Like function profiling, but unlike other block-loggers, this package maintains
a call stack of declared blocks (not every function). This "perforated stack"
lets the programmer explicitly what gets logged to the user. In particular, the
``description`` field allows one to customize the representation of that stack
frame, and the ``comment`` field allows one to add a message just at the start,
such as the problem-size.

.. code:: python

    >>> @ch_time_block.decor(
    ...     # fn params are available for use in the format string
    ...     description="delete-{x}",
    ...     comment="({x} nodes)",
    ... )
    ... def delete_nodes(x):
    ...     with ch_time_block.ctx(
    ...         description=f"finder-{x}",
    ...         comment=f"({x} nodes)",
    ...     ):
    ...         time.sleep(0.1)
    ...
    >>> delete_nodes(32)
    delete-32: running
    delete-32 > finder-32: running
    delete-32 > finder-32: finished in now
    delete-32: finished in now

Unlike external profiling, this package reports in realtime to `logger`_
(destination customizable). This is intended to let the user know what the code
is doing right now.

Since this plugs into Python's `logger`_ infrastructure, this can feed a
pipeline that checks the application health.
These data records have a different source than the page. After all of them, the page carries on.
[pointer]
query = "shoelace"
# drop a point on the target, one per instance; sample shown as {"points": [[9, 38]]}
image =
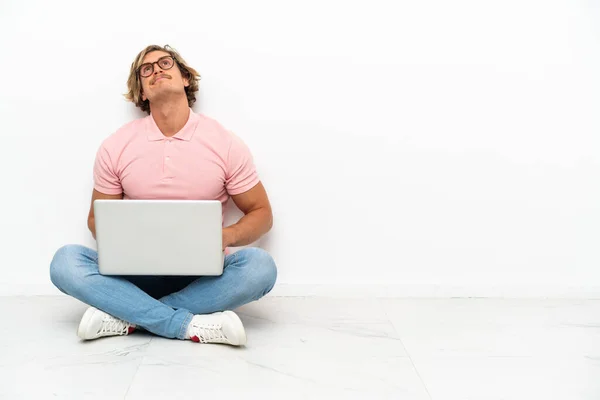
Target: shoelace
{"points": [[207, 332], [113, 325]]}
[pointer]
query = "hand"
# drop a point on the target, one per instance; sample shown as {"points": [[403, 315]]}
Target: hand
{"points": [[227, 238]]}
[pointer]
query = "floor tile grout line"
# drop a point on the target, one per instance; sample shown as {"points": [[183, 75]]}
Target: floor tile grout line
{"points": [[385, 311], [136, 370]]}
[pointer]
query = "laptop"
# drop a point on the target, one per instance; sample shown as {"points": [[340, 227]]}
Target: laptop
{"points": [[159, 237]]}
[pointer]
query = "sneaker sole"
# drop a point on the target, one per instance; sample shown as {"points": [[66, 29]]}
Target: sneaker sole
{"points": [[81, 330], [240, 337]]}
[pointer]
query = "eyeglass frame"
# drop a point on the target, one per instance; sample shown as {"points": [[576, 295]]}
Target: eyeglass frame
{"points": [[156, 62]]}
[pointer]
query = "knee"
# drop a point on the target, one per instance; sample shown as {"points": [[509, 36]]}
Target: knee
{"points": [[263, 270], [61, 266]]}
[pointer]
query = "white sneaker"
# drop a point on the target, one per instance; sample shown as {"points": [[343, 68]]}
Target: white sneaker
{"points": [[95, 324], [220, 327]]}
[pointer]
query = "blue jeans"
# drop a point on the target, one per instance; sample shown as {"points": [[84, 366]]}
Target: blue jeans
{"points": [[163, 305]]}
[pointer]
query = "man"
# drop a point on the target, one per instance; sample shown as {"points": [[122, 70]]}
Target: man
{"points": [[173, 153]]}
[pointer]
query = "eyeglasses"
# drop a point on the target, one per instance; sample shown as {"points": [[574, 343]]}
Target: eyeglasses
{"points": [[147, 69]]}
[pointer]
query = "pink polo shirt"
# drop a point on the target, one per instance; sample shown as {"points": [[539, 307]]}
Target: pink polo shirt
{"points": [[203, 161]]}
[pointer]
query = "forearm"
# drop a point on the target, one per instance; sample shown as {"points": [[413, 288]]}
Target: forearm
{"points": [[249, 228]]}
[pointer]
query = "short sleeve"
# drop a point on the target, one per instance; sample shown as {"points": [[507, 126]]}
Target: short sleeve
{"points": [[241, 171], [105, 179]]}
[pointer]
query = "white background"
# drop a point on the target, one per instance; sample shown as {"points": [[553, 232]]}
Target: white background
{"points": [[424, 146]]}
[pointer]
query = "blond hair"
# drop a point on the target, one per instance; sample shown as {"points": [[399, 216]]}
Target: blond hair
{"points": [[134, 84]]}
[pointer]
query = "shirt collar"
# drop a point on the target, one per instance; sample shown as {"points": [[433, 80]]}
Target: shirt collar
{"points": [[186, 133]]}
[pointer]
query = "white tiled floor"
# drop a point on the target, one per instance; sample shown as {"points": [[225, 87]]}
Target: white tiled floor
{"points": [[316, 348]]}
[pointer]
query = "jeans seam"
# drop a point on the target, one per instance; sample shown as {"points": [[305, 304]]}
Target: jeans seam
{"points": [[184, 325]]}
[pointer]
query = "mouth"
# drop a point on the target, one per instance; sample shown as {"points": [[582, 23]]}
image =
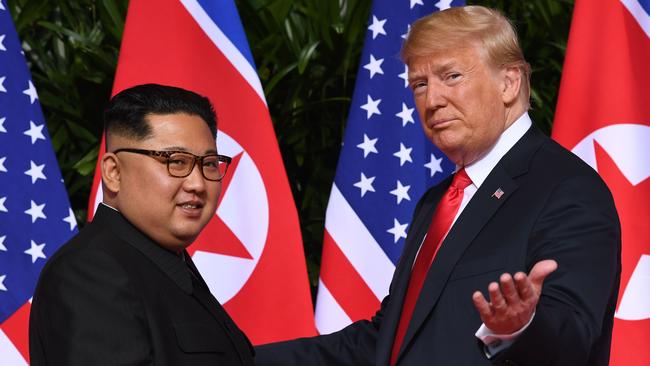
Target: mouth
{"points": [[441, 122], [191, 208]]}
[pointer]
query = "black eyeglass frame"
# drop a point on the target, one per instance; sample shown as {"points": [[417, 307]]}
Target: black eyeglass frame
{"points": [[166, 154]]}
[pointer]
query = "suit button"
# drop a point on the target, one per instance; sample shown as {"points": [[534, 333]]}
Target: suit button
{"points": [[228, 327]]}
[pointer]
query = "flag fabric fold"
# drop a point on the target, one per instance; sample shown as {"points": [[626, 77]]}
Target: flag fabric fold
{"points": [[603, 116], [386, 164], [35, 213], [251, 251]]}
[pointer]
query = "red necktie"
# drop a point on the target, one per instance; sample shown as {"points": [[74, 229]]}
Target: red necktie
{"points": [[440, 225]]}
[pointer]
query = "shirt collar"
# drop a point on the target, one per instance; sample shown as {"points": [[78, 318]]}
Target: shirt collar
{"points": [[480, 169]]}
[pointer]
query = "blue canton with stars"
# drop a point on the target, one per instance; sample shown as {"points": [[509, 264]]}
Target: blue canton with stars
{"points": [[386, 162], [35, 214]]}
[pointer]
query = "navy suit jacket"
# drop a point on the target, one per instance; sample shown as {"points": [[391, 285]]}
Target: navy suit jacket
{"points": [[111, 296], [554, 206]]}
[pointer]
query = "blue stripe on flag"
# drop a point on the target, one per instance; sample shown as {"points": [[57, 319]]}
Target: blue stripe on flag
{"points": [[224, 14]]}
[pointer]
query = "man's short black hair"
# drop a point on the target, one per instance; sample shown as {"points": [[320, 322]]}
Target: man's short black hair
{"points": [[127, 110]]}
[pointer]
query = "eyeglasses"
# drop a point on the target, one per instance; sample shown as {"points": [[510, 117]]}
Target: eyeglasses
{"points": [[181, 163]]}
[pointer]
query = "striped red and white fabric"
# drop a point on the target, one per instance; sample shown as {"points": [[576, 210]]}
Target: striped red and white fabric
{"points": [[386, 164]]}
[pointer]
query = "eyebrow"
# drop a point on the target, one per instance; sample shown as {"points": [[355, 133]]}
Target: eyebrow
{"points": [[437, 69], [184, 149]]}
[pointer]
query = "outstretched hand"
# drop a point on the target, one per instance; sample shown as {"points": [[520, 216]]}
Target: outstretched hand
{"points": [[513, 302]]}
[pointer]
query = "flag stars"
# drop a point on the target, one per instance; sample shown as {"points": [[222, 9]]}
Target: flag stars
{"points": [[36, 172], [406, 114], [434, 165], [405, 76], [377, 27], [36, 251], [70, 219], [371, 107], [36, 211], [368, 145], [416, 2], [398, 230], [374, 66], [404, 154], [365, 184], [401, 192], [31, 92], [35, 132]]}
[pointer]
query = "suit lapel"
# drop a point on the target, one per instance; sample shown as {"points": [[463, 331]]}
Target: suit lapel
{"points": [[402, 274], [485, 203]]}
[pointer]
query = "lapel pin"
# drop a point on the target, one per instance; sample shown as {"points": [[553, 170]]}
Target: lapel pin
{"points": [[498, 193]]}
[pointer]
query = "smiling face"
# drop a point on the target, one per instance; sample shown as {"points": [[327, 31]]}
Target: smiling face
{"points": [[463, 103], [171, 211]]}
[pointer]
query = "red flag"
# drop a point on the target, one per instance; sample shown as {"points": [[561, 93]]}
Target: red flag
{"points": [[603, 115], [251, 252]]}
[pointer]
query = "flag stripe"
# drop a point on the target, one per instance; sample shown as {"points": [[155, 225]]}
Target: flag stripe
{"points": [[386, 164], [639, 13], [9, 354], [345, 284], [361, 249], [332, 317], [16, 328], [232, 53]]}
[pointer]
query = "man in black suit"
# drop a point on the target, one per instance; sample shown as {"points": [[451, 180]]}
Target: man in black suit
{"points": [[124, 290], [527, 206]]}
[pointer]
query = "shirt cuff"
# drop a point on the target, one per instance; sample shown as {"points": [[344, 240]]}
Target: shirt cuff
{"points": [[495, 343]]}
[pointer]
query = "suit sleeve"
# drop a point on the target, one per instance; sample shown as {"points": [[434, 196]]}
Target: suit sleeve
{"points": [[579, 228], [85, 312], [354, 345]]}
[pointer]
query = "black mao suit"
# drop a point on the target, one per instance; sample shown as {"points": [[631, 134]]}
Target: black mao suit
{"points": [[553, 207], [111, 296]]}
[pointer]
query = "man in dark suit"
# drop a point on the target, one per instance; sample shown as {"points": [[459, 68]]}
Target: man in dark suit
{"points": [[124, 291], [519, 203]]}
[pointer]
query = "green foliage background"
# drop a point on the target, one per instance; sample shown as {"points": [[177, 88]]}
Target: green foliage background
{"points": [[307, 53]]}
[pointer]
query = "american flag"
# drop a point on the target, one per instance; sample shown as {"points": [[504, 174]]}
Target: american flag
{"points": [[386, 164], [35, 213]]}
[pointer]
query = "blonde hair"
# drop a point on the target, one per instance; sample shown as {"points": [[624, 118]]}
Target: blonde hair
{"points": [[459, 27]]}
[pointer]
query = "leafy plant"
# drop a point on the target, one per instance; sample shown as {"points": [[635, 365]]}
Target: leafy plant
{"points": [[71, 48], [307, 54]]}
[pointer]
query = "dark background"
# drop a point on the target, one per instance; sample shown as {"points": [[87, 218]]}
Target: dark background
{"points": [[307, 53]]}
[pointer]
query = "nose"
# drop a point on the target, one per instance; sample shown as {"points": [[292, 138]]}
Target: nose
{"points": [[435, 98], [195, 182]]}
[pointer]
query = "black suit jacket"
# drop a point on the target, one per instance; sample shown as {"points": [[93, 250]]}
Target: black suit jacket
{"points": [[554, 207], [111, 296]]}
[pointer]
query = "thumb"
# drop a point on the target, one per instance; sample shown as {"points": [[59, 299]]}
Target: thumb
{"points": [[539, 272]]}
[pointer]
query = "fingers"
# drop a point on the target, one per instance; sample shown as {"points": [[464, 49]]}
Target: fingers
{"points": [[509, 289], [539, 272], [483, 307]]}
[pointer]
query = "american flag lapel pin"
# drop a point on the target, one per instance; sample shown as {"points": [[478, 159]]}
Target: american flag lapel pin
{"points": [[498, 193]]}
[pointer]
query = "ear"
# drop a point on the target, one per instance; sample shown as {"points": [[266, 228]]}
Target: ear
{"points": [[111, 177], [511, 84]]}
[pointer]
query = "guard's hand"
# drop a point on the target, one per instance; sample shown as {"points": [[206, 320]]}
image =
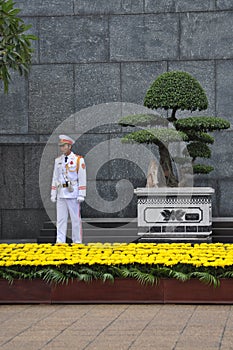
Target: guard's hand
{"points": [[53, 199]]}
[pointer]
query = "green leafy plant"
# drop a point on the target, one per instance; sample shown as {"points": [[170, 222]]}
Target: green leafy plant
{"points": [[175, 91], [15, 45], [144, 274]]}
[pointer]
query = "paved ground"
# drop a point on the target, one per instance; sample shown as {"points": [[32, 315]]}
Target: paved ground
{"points": [[107, 327]]}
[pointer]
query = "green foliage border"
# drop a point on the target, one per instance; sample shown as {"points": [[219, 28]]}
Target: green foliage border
{"points": [[146, 274]]}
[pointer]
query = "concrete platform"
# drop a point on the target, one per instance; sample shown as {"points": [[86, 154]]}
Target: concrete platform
{"points": [[116, 327]]}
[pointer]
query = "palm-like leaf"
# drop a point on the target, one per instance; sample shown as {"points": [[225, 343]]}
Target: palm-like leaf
{"points": [[206, 278]]}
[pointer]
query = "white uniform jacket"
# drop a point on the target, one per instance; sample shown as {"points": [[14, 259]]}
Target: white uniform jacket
{"points": [[73, 171]]}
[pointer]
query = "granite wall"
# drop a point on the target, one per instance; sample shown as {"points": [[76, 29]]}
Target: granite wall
{"points": [[96, 51]]}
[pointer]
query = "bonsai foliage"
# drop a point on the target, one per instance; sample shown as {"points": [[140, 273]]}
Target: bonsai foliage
{"points": [[176, 91], [15, 45]]}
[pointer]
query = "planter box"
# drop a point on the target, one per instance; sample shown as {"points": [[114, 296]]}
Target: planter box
{"points": [[173, 214], [121, 291]]}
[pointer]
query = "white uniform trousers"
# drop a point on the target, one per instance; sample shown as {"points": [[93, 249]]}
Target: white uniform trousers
{"points": [[66, 206]]}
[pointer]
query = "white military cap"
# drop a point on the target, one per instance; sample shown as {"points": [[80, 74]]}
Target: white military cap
{"points": [[65, 139]]}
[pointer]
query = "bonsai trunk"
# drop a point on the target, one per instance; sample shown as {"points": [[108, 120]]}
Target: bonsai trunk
{"points": [[166, 164]]}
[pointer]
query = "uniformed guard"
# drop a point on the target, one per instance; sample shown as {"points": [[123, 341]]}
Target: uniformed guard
{"points": [[68, 190]]}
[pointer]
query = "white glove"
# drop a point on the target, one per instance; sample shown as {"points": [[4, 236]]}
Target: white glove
{"points": [[53, 199], [80, 199]]}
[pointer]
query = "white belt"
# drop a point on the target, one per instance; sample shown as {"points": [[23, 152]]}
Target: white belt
{"points": [[59, 184]]}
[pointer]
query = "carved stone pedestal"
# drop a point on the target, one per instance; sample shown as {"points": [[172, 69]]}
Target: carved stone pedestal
{"points": [[175, 214]]}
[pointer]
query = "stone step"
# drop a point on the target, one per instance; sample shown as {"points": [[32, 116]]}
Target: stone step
{"points": [[223, 231], [222, 239], [174, 240], [96, 232], [93, 239], [99, 222]]}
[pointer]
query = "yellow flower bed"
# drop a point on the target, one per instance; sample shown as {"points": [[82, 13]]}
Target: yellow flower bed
{"points": [[32, 254]]}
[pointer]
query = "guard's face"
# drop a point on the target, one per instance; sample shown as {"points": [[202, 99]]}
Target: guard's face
{"points": [[65, 149]]}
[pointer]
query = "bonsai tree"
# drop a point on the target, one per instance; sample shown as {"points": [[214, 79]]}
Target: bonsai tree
{"points": [[15, 45], [175, 91]]}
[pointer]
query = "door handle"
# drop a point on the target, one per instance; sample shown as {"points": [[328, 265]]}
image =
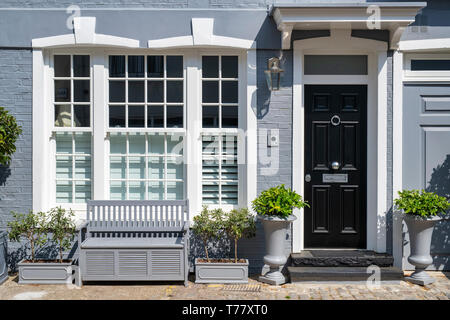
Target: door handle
{"points": [[335, 165]]}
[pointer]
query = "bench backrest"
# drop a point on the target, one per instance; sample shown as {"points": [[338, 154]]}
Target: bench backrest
{"points": [[111, 216]]}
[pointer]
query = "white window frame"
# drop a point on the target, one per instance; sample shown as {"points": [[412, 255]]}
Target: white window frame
{"points": [[44, 161], [424, 75]]}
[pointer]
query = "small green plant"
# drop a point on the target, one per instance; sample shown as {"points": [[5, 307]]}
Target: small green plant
{"points": [[31, 226], [239, 223], [62, 227], [278, 201], [421, 203], [207, 225], [9, 132]]}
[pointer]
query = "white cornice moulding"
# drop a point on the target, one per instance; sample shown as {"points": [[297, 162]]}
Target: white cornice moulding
{"points": [[394, 17], [202, 37], [84, 35]]}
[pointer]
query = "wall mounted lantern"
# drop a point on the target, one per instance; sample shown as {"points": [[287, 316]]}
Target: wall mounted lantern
{"points": [[273, 74]]}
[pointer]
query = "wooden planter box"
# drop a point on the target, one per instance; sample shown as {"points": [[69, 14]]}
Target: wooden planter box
{"points": [[45, 272], [221, 272]]}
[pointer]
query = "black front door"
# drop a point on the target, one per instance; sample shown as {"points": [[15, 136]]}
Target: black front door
{"points": [[335, 166]]}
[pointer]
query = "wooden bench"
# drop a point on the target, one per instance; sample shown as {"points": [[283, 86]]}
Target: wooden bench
{"points": [[134, 241]]}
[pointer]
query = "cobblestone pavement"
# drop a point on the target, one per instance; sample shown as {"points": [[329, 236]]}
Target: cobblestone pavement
{"points": [[439, 290]]}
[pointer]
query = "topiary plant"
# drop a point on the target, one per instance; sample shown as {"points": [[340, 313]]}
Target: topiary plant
{"points": [[239, 223], [9, 132], [421, 203], [62, 227], [32, 226], [278, 201], [207, 225]]}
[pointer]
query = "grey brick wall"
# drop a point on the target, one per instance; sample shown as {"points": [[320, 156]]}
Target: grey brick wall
{"points": [[16, 96]]}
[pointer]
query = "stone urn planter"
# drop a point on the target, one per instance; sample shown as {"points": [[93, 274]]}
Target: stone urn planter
{"points": [[3, 254], [275, 230], [420, 233], [221, 272], [45, 272]]}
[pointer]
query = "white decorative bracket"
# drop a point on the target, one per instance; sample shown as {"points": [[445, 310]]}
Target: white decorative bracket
{"points": [[84, 35]]}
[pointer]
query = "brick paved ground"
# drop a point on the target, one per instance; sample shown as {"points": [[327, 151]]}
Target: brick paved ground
{"points": [[440, 290]]}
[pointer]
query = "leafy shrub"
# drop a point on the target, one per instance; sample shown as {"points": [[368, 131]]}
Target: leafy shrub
{"points": [[278, 201], [32, 226], [421, 203], [207, 225], [239, 223], [9, 132]]}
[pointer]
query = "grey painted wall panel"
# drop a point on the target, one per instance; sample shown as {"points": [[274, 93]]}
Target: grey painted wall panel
{"points": [[426, 154]]}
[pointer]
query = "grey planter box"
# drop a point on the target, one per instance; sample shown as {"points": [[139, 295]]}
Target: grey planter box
{"points": [[45, 273], [3, 253], [216, 272]]}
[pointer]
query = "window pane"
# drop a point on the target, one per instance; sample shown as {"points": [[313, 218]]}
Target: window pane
{"points": [[136, 191], [63, 143], [118, 144], [174, 66], [229, 117], [82, 191], [156, 190], [210, 66], [175, 168], [156, 143], [117, 66], [229, 91], [62, 66], [210, 117], [81, 66], [136, 143], [174, 116], [83, 143], [63, 191], [82, 168], [174, 91], [136, 116], [81, 116], [117, 167], [155, 168], [210, 91], [136, 91], [62, 90], [155, 66], [136, 66], [155, 91], [116, 116], [81, 90], [117, 91], [230, 67], [63, 167], [136, 168], [62, 116], [174, 190], [118, 190], [155, 116]]}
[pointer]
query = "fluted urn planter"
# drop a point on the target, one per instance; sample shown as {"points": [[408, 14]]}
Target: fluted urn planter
{"points": [[275, 230], [420, 233]]}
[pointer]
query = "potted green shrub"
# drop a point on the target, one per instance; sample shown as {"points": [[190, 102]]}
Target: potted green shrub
{"points": [[36, 227], [274, 208], [420, 210], [209, 225]]}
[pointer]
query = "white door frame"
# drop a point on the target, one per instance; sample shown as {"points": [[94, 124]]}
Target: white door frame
{"points": [[341, 42]]}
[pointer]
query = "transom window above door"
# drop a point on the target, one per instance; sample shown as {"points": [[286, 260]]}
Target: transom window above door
{"points": [[146, 91]]}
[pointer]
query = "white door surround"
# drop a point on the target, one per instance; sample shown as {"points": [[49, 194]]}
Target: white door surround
{"points": [[341, 42]]}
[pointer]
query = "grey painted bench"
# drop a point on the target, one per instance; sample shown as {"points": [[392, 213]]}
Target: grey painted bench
{"points": [[134, 241]]}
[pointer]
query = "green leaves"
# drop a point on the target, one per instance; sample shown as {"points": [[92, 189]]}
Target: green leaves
{"points": [[9, 132], [278, 201], [35, 227], [421, 203]]}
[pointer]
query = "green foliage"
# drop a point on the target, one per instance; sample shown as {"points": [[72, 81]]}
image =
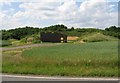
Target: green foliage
{"points": [[98, 59], [96, 37], [112, 31], [35, 38], [4, 43], [20, 33]]}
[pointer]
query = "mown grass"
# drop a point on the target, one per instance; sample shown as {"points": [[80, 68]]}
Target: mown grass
{"points": [[98, 59]]}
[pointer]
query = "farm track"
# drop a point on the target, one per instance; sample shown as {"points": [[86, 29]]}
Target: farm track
{"points": [[27, 46]]}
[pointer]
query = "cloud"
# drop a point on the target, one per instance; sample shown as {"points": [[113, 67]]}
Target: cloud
{"points": [[90, 13]]}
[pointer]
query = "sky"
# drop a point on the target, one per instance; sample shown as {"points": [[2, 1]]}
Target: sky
{"points": [[72, 13]]}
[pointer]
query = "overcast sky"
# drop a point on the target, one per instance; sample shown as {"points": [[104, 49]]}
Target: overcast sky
{"points": [[72, 13]]}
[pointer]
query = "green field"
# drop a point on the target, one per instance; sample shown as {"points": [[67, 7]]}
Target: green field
{"points": [[98, 59]]}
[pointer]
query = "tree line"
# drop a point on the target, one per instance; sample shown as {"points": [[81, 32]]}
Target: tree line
{"points": [[22, 32]]}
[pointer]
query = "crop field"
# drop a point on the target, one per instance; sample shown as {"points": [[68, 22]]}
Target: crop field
{"points": [[97, 59]]}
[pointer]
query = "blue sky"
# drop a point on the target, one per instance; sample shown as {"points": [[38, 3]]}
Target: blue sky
{"points": [[72, 13]]}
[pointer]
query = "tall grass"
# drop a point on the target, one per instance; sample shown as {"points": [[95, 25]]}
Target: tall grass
{"points": [[91, 59]]}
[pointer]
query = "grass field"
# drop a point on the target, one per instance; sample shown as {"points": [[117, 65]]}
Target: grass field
{"points": [[98, 59]]}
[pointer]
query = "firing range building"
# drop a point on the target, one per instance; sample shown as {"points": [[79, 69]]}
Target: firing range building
{"points": [[54, 37]]}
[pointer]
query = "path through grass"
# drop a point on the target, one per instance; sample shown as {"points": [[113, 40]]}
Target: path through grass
{"points": [[91, 59]]}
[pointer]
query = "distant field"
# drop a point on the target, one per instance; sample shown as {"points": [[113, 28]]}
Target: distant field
{"points": [[98, 59]]}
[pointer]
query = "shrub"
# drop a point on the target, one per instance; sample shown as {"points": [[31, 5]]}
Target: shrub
{"points": [[5, 43]]}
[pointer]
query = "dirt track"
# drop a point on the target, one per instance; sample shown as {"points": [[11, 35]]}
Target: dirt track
{"points": [[28, 46]]}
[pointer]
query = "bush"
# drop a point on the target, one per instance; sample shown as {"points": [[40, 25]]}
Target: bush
{"points": [[5, 43]]}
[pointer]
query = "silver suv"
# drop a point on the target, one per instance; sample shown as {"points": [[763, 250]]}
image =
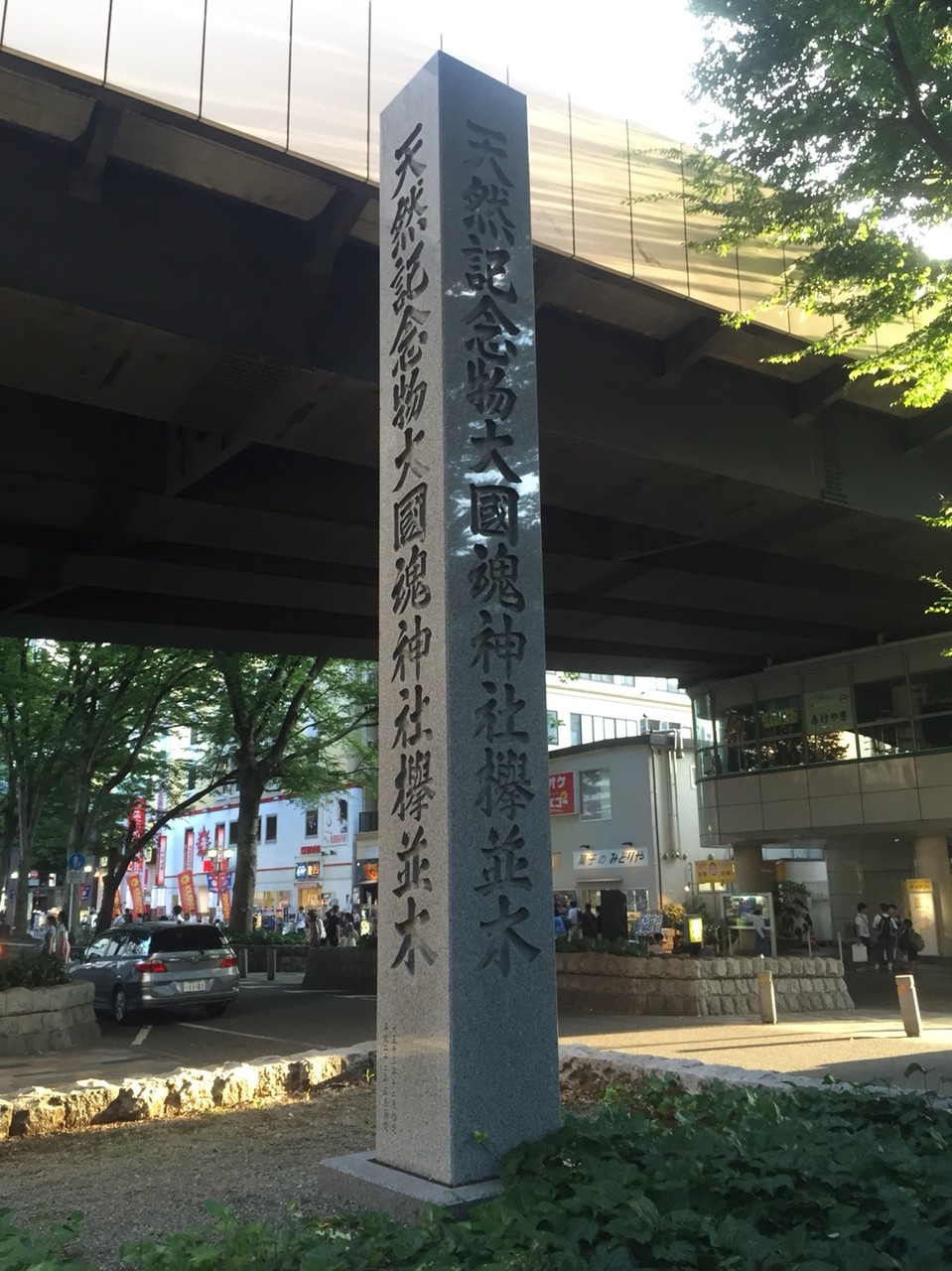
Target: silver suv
{"points": [[141, 966]]}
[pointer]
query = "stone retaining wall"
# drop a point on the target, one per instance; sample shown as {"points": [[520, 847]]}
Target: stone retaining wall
{"points": [[187, 1092], [184, 1093], [697, 986], [33, 1021]]}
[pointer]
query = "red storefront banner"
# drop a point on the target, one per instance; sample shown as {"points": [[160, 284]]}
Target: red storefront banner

.. _`logger`: https://docs.python.org/3.9/library/logging.html

This records process's increase in memory usage (relatively cross-platform
method using `psutil`_) when ``do_gc=True``, which gives a rough estimate of the
memory leaked by the block. If a function consistently uses memory that doesn't
get freed when the function returns, it may indicate a memory leak. In
high-level graph processing code, this is helpful to know _which_ transformation
is eating up all of RAM.

.. _`psutil`: https://github.com/giampaolo/psutil

.. code:: python

    >>> variable = []
    >>> @ch_time_block.decor()
    ... def main():
    ...     # Oops, leaking memory in global variable
    ...     variable.append("abc" * 16384)
    ...
    >>> main()
    main: running
    main: finished in now, leaked ...KiB

----
TODO
----

- Explain iter, iter no elements, and async variants
- Describe workflow
- Note on performance/coarseness

  - Have global disable
  - Have context disable?

- Documentation explains two ways of getting the stats: event-based and batch

  - Print, structlog, logging, rich backends

    - Should be very easy to get a print; then ensure doctests work.

- Integration with other profilers
- There should be an easy integration with Typer/Click and with global/atexit
- Persistence

  - Save at final frame
  - Use hash of frame func + module version + global version

- Frames have optional data

  - Could have size vector

    - Could implement global progress bar

- Show the active awaitables?
- Can we do async_ctx? Probably not. If not, explain why in README

  - Should we be an async event loop? Probably not.

- Use term scope timer in documentation
- Differentiators: print, time async, time iters, includes memory

  - Similar projects:

    - https://pypi.org/project/tree-timer/
    - https://pypi.org/project/scope-timer/
    - cProfile
    - line_profiler
    - memory-profiler
    - https://github.com/dropbox/stopwatch

- Plug in to existing profile visualizers. Make a flame graph.